Gorrotxategui father, who had a bar in the town of Tolosa, spent a year learning with Julián, a true master through and through. In 1981 he took over the business of his mentor. He studied meat, cuts, breeds and processes. And he improved the way that red meat was grilled. The restaurant has become iconic. Matías, now 77, is still there and as sharp as a tack, although he has delegated a lot to one of his sons, Xavi. His other two sons – Iñaki and Mikel – are in Madrid, in the emblematic establishment on the Cava Baja that the family inaugurated in 1989. They have just opened a third restaurant on calle Ibiza, with exactly the same name and along exactly the same culinary lines, linked almost exclusively ‘to the idea of the steak; a meat-only place with reasonable prices,’ says Iñaki, who is at the helm of the new eatery.

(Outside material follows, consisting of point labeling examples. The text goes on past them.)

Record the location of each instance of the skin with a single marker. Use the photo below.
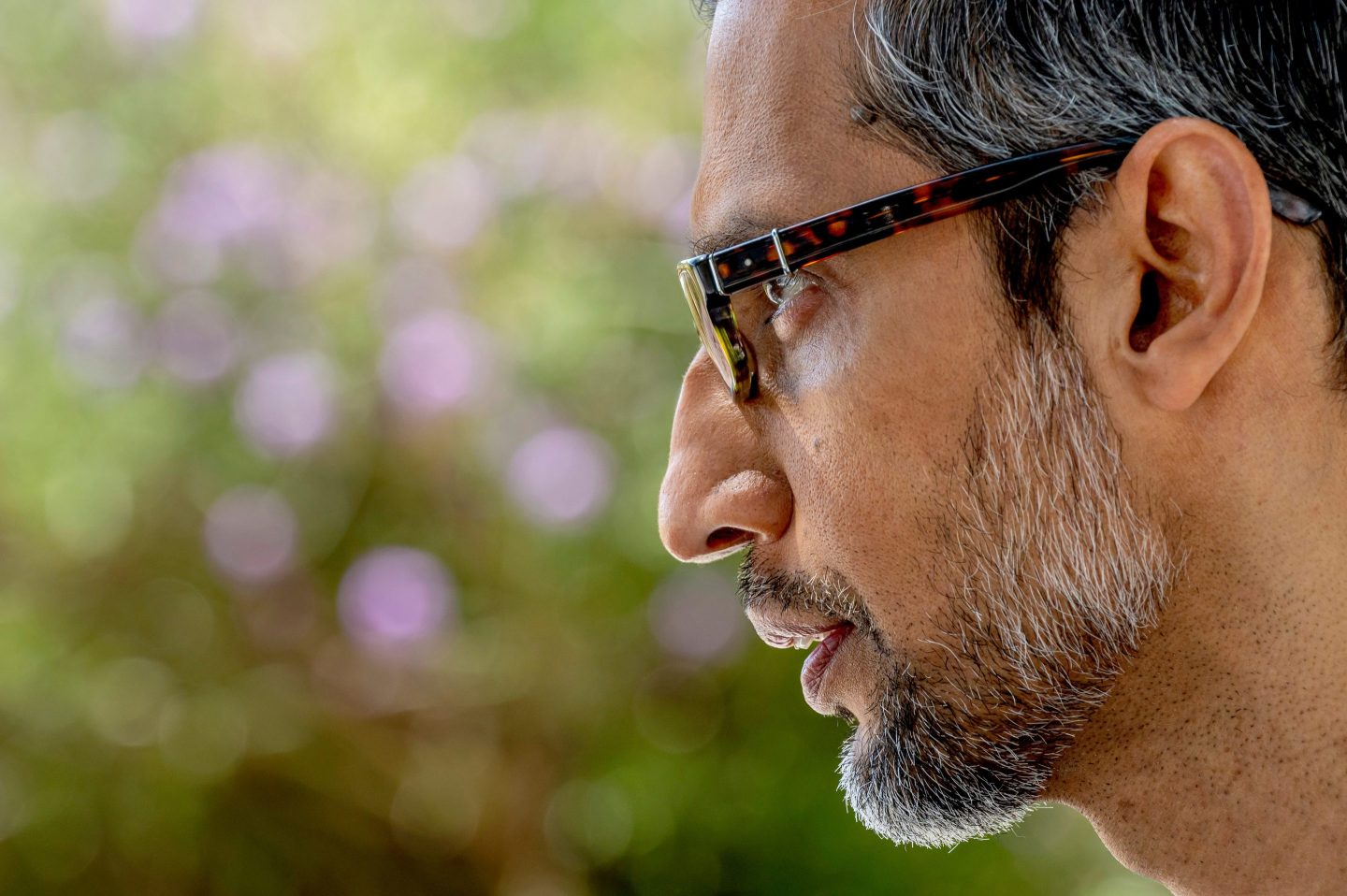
(1217, 764)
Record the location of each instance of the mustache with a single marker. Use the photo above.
(827, 595)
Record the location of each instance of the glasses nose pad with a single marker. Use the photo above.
(740, 364)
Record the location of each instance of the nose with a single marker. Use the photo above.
(721, 491)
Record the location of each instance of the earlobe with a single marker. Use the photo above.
(1197, 225)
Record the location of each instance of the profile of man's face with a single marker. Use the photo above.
(933, 495)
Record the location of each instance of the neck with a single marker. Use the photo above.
(1219, 761)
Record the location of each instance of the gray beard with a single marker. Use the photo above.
(1052, 577)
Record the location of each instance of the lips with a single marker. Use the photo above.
(817, 663)
(793, 629)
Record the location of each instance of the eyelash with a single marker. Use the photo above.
(795, 281)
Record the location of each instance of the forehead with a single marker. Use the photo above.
(779, 141)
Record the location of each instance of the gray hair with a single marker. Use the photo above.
(961, 82)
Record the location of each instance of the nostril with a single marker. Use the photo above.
(726, 537)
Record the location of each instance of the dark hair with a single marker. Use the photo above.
(961, 82)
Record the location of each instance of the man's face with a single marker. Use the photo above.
(928, 491)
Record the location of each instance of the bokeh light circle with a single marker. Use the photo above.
(562, 476)
(251, 535)
(395, 596)
(287, 403)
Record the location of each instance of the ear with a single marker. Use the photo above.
(1196, 226)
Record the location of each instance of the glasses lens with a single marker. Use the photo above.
(716, 342)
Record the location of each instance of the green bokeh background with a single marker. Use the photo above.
(173, 728)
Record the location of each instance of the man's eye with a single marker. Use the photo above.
(784, 289)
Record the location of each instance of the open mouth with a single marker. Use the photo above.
(819, 659)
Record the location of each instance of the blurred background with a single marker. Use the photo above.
(339, 346)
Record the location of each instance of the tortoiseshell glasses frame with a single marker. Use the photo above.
(710, 279)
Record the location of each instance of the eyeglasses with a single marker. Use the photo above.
(709, 281)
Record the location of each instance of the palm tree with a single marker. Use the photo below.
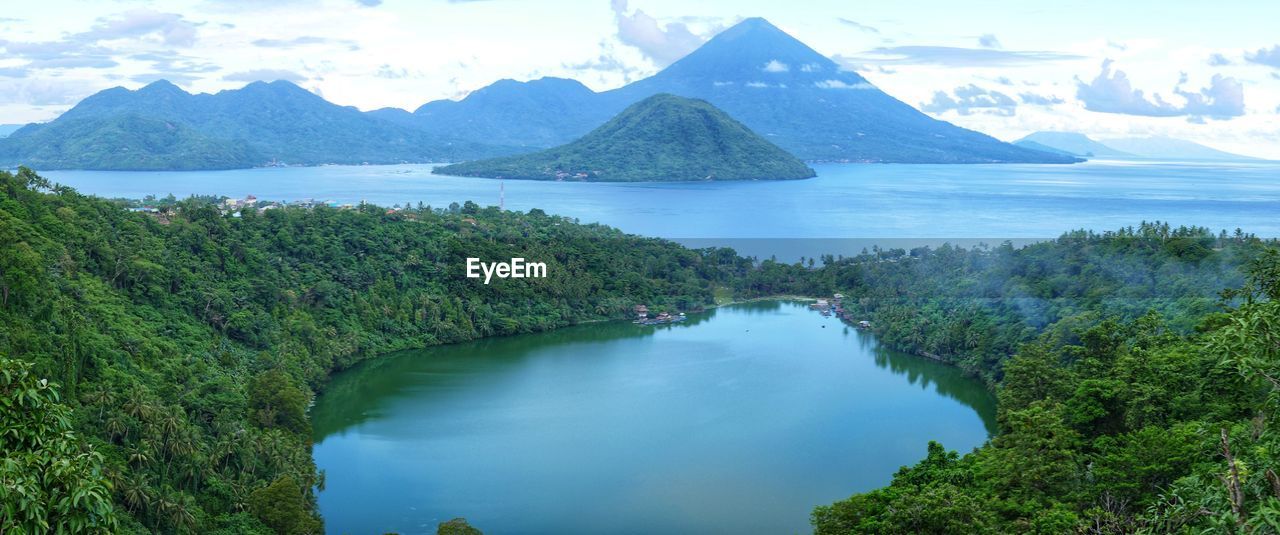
(133, 490)
(103, 397)
(117, 428)
(181, 512)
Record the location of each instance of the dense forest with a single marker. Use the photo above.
(1137, 374)
(163, 365)
(155, 370)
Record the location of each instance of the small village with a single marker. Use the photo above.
(661, 319)
(835, 306)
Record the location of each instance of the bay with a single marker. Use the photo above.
(845, 209)
(739, 420)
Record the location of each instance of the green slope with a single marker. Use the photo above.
(126, 142)
(661, 138)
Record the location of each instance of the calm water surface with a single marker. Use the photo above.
(874, 204)
(740, 420)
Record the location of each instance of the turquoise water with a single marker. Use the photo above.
(842, 210)
(740, 420)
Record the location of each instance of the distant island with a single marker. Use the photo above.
(769, 81)
(161, 127)
(661, 138)
(1125, 149)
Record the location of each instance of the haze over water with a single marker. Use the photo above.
(842, 210)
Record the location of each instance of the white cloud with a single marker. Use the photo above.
(776, 67)
(662, 44)
(972, 99)
(842, 85)
(1112, 92)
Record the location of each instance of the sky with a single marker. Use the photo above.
(1206, 72)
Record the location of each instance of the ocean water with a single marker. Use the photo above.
(842, 210)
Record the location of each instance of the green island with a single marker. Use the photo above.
(156, 367)
(661, 138)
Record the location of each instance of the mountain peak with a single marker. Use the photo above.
(661, 138)
(161, 86)
(754, 50)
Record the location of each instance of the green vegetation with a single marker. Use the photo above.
(161, 127)
(1130, 399)
(156, 371)
(127, 142)
(186, 348)
(663, 137)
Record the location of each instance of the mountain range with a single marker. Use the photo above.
(757, 73)
(163, 127)
(764, 78)
(661, 138)
(1124, 149)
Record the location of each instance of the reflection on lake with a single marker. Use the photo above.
(739, 420)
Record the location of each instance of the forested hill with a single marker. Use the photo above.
(186, 347)
(661, 138)
(155, 369)
(161, 127)
(1133, 397)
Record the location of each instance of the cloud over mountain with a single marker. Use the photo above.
(1112, 92)
(1264, 56)
(662, 44)
(970, 99)
(958, 56)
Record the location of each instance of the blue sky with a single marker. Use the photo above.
(1197, 71)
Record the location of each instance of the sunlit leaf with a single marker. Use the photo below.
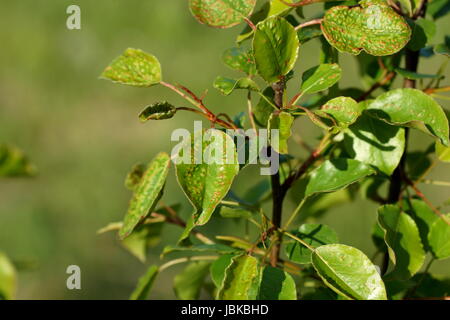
(372, 26)
(439, 238)
(348, 272)
(145, 284)
(221, 13)
(315, 235)
(335, 174)
(146, 194)
(275, 48)
(206, 183)
(189, 282)
(402, 237)
(283, 123)
(376, 143)
(276, 284)
(241, 279)
(240, 59)
(135, 68)
(320, 78)
(412, 108)
(8, 278)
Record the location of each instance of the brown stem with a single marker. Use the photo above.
(277, 194)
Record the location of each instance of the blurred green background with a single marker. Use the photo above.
(84, 135)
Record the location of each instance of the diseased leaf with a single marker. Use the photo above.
(146, 194)
(344, 110)
(145, 284)
(158, 111)
(443, 152)
(263, 109)
(275, 48)
(206, 183)
(439, 238)
(411, 108)
(283, 123)
(241, 279)
(335, 174)
(202, 248)
(372, 26)
(240, 59)
(14, 163)
(135, 68)
(401, 235)
(276, 284)
(8, 278)
(227, 86)
(134, 176)
(349, 272)
(320, 78)
(376, 143)
(308, 33)
(221, 13)
(315, 235)
(189, 282)
(423, 216)
(219, 267)
(414, 75)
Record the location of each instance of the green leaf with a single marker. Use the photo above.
(372, 26)
(219, 267)
(189, 282)
(263, 109)
(414, 75)
(335, 174)
(278, 8)
(235, 212)
(8, 278)
(241, 279)
(411, 108)
(14, 163)
(147, 193)
(275, 48)
(308, 33)
(240, 59)
(442, 49)
(439, 238)
(158, 111)
(202, 248)
(145, 284)
(134, 176)
(402, 237)
(221, 13)
(283, 122)
(442, 152)
(135, 68)
(422, 33)
(315, 235)
(344, 110)
(226, 86)
(320, 78)
(349, 272)
(376, 143)
(423, 216)
(206, 183)
(277, 284)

At a time when meats that have been aged for a long time are so fashionable, he advocates ageing for two weeks, three at the most, and seeks a balance between texture and flavour. He also aims for the grilled meat to be juicy, ‘that juiciness that some people want to lose during the ageing process.’ He learned everything from Julián, who was ‘very meticulous, very firm, almost like a general’. Today, he would be 100 years old. Iñaki and the other Gorrotxateguis now face the challenge of continuing to honour the legend.